In questi giorni a Pompei, sito archeologico “Patrimonio Mondiale dell’Umanità” dal 1997, sono state riportate alla luce un’urna infantile e la tomba di una sacerdotessa in una zona posta all’esterno di Porta Nola, nei pressi delle antiche mura.
L’urna infantile è riferibile a quella di un neonato tra i 3 e 6 mesi di vita; l’altra tomba, invece, è un sepolcro monumentale forse attribuibile ad una sacerdotessa di Cerere. Sono anche stati ritrovati dei frammenti di osso lavorato, che decoravano il letto funebre di uno dei defunti. Gli scavi hanno già portato alla luce delle urne cinerarie nella tomba di Obellius Firmus, uno degli uomini più potenti ed influenti della Pompei d’epoca romana. Infatti fino al I secolo d.C. i defunti venivano bruciati, fatta eccezione per i neonati senza denti.
Stavolta Pompei ci ha restituito tesori nell’ambito dell’archeologia della morte, ambito estremamente affascinante. La campagna è stata condotta da una missione congiunta tra la British School di Roma e l’Università di Valencia, in collaborazione con la Soprintendenza Speciale per Pompei, Ercolano e Stabia. Il progetto si pone come obiettivo lo studio della popolazione di Pompei e, in particolare, l’andamento del popolamento in epoca romana, utilizzando i dati dell’area di indagine. Lo studio della necropoli permetterà, infatti, di indagare le caratteristiche sia fisiche che sociali degli abitanti di Pompei, oltre a conoscerne le abitudini alimentari, lo stile di vita ed i costumi funerari. Il progetto intende, quindi, indagare sui differenti ceti sociali attraverso diversi tipi di sepolture, di cui Porta Nola offre esempi emblematici. La ricerca sarà anche ampliata grazie allo studio dei calchi rinvenuti nell’area di Porta Nola, già durante lo scavo del 1976-1978.
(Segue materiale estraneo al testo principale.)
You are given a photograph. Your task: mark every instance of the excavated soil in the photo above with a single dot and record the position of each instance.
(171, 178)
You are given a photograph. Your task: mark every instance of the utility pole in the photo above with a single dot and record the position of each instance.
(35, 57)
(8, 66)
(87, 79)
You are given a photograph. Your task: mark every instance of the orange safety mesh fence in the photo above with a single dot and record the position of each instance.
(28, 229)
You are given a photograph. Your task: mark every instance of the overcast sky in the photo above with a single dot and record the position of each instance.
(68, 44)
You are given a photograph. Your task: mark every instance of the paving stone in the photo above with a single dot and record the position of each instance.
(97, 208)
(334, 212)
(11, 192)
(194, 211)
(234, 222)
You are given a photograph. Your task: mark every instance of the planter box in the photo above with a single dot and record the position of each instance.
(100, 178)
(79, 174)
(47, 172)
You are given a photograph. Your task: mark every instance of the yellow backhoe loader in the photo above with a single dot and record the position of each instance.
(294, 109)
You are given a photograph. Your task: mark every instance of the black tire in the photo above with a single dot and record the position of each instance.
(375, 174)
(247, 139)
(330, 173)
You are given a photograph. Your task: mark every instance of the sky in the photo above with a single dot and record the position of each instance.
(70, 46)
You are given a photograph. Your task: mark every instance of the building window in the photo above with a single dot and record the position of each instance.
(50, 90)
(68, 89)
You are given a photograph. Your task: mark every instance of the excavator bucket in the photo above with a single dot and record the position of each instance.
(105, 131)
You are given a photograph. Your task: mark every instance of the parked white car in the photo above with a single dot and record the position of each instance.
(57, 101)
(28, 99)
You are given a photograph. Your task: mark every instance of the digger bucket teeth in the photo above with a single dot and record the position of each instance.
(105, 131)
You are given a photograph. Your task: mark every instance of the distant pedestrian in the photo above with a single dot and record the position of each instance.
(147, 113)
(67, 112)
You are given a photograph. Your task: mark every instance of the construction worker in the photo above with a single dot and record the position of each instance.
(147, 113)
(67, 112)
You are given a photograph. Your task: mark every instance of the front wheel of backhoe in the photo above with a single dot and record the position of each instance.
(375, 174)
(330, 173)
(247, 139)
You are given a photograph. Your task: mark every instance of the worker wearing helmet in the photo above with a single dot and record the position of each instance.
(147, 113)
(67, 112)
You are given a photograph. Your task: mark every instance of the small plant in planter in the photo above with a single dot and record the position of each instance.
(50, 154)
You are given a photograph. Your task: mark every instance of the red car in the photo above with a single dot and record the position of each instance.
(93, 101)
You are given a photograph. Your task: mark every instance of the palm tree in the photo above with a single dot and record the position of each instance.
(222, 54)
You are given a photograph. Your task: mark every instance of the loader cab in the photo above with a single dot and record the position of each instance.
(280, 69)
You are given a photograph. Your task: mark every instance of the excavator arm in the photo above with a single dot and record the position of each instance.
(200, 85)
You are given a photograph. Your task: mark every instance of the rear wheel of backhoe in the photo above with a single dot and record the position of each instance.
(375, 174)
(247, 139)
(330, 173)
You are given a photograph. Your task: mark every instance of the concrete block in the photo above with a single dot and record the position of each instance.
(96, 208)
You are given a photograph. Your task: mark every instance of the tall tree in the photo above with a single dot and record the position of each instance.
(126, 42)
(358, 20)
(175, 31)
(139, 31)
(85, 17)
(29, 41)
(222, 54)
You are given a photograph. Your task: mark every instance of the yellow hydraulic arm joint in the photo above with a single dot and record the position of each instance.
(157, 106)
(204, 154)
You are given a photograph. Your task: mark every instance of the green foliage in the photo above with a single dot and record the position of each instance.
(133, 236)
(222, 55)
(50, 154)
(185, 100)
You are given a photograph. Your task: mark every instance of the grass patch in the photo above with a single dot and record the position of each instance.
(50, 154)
Sulla base di queste ultime importanti scoperte, dal prossimo anno, ci saranno a Pompei nuovi percorsi dedicati alle necropoli e alla “sfera funeraria” degli antichi.
Pompei, la città teatro di uno dei più grandi disastri del mondo antico, rimasta muta per molti secoli prima della sua riscoperta, ha custodito a lungo storie di persone di ogni età e oggi continua a stupirci svelandoci tali meraviglie, dimostrando, ancora una volta, che “Pompei non è un ammasso informe di mutile macerie, materia esclusiva per le speculazioni erudite di un archeologo: è una rovina vivente… è la realtà stessa.” (Charles Garnier, 1892).